A police officer in Bakersfield, California, shot and killed a 73-year-old man in a driveway, having come to the area to respond to a call about a man brandishing a gun, the Los Angeles Times reports. Police shot Francisco Serna after a witness pointed at him, according to the Times.
Investigators searched the area as well as Serna's family's home and cars for a firearm, but did not find one. Police did not mention whether they found any other weapon or object on or near Serna, whose family says was suffering from the onset of dementia. Serna's son says police had come to his father's house twice before after he activated his medical alarm out of confusion, but police told the Times they could not confirm they had ever been to Serna's house before.

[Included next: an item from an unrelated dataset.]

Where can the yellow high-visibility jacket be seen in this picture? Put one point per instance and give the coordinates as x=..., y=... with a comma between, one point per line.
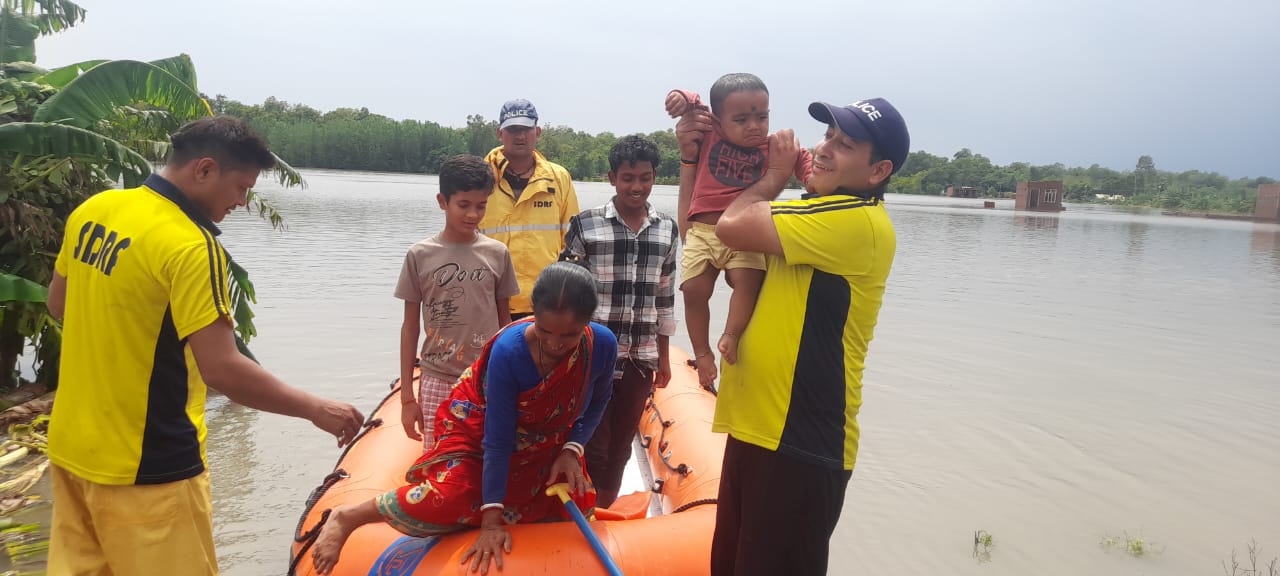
x=533, y=227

The officer was placed on paid leave and not identified. Bakersfield was considering body cameras for its police officers as recently as last year, but so far they have only come up in discussions during the budget cycles, but nothing more. Authorities point to the cost of the equipment and storage as factors preventing a purchase. Police have released little information, and aren't required by state law to release much.
California has some of the strictest gun laws in the country, but has seen a spike in gun sales in 2016. It's difficult not to wonder how whipping up hoplophobia, whether to advance anti-gun policies or out of sincere ignorance, has helped create a population that sees dangerous individuals with guns everywhere, and calls the police accordingly, despite a long-term decline in crime.